I'm flying in a regional Q400 in a couple of months. Not sure if I'm looking forward to it, but time constraints dictate that we fly and not drive or train. :unsure:


----------



## WhoozOn1st

Better speed warning system urged for aircraft

"An alarm that would warn pilots earlier of dangerously slow aircraft speed could have helped prevent a plane crash that killed 50 people in February, safety officials told an investigative panel Thursday."

Touching again on the issue of crew fatigue that is believed to be a contributing factor in the February crash that killed all 49 people on the plane and one on the ground, a saftey expert from the Air Line Pilots Association said pilots were treated "like migrant workers, moving around and changing bases."


----------



## PetalumaLoco

I read a commercial pilot's blog Flight Level 390. His last post was about "everyone is an expert on aviation matters nowadays".

Take that one for what it's worth. I tend to agree with him.

If you want some good reading and are even remotely interested in what it's like to be an airline pilot, read this man's blog. He writes very well, and doesn't leave the layman behind.

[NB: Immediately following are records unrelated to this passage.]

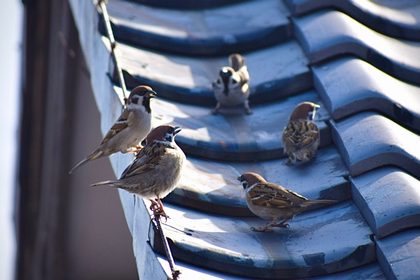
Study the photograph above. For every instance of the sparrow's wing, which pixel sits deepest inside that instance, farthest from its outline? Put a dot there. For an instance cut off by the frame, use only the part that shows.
(300, 134)
(122, 122)
(272, 195)
(146, 160)
(236, 61)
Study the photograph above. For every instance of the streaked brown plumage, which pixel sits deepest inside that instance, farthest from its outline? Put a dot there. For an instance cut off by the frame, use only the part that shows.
(273, 202)
(156, 169)
(130, 128)
(301, 136)
(231, 88)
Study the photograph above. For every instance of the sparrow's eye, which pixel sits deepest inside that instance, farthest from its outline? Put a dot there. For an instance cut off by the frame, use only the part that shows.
(135, 99)
(244, 184)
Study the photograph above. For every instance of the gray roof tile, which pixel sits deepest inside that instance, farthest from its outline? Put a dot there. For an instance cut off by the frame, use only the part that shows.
(389, 199)
(368, 141)
(188, 79)
(398, 19)
(201, 32)
(328, 34)
(232, 135)
(350, 85)
(316, 243)
(209, 224)
(213, 187)
(399, 255)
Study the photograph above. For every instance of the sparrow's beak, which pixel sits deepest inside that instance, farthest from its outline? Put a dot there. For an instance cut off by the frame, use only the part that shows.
(151, 93)
(316, 106)
(177, 129)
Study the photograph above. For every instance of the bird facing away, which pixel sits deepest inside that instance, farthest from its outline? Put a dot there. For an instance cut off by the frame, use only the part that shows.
(130, 128)
(156, 169)
(231, 88)
(301, 135)
(273, 202)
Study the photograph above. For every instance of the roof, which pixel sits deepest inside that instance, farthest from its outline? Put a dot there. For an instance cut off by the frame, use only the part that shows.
(358, 59)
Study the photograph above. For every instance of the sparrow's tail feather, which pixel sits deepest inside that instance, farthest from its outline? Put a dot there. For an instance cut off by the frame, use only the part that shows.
(106, 183)
(236, 61)
(96, 154)
(310, 202)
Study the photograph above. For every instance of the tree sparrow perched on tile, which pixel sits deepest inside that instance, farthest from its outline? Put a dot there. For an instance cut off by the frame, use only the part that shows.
(231, 88)
(156, 169)
(273, 202)
(130, 128)
(301, 136)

Tosses in some interesting photos from the cockpit occasionally too.

Good stuff, IMHO.


----------



## saxman

PetalumaLoco said:


> I read a commercial pilot's blog Flight Level 390. His last post was about "everyone is an expert on aviation matters nowadays".
> Take that one for what it's worth. I tend to agree with him.
> 
> If you want some good reading and are even remotely interested in what it's like to be an airline pilot, read this man's blog. He writes very well, and doesn't leave the layman behind.
> 
> Tosses in some interesting photos from the cockpit occasionally too.
> 
> Good stuff, IMHO.


You can also ask your's truly.


----------



## birdy

Its a tragedy and a disgrace. Its also further evidence of the overall deterioration of our transportation infrastructure. A pilot can flunk his check rides and still fly a commercial aircraft? A person charged with the lives of dozens of people can be paid $16K per year?


----------



## PetalumaLoco

saxman66 said:


> PetalumaLoco said:
> 
> 
> 
> I read a commercial pilot's blog Flight Level 390. His last post was about "everyone is an expert on aviation matters nowadays".
> Take that one for what it's worth. I tend to agree with him.
> 
> If you want some good reading and are even remotely interested in what it's like to be an airline pilot, read this man's blog. He writes very well, and doesn't leave the layman behind.
> 
> Tosses in some interesting photos from the cockpit occasionally too.
> 
> Good stuff, IMHO.
> 
> 
> 
> You can also ask your's truly.
Click to expand...

Saxman, you're a commercial pilot I gather. What do you fly?


----------



## saxman

birdy said:


> Its a tragedy and a disgrace. Its also further evidence of the overall deterioration of our transportation infrastructure. A pilot can flunk his check rides and still fly a commercial aircraft? A person charged with the lives of dozens of people can be paid $16K per year?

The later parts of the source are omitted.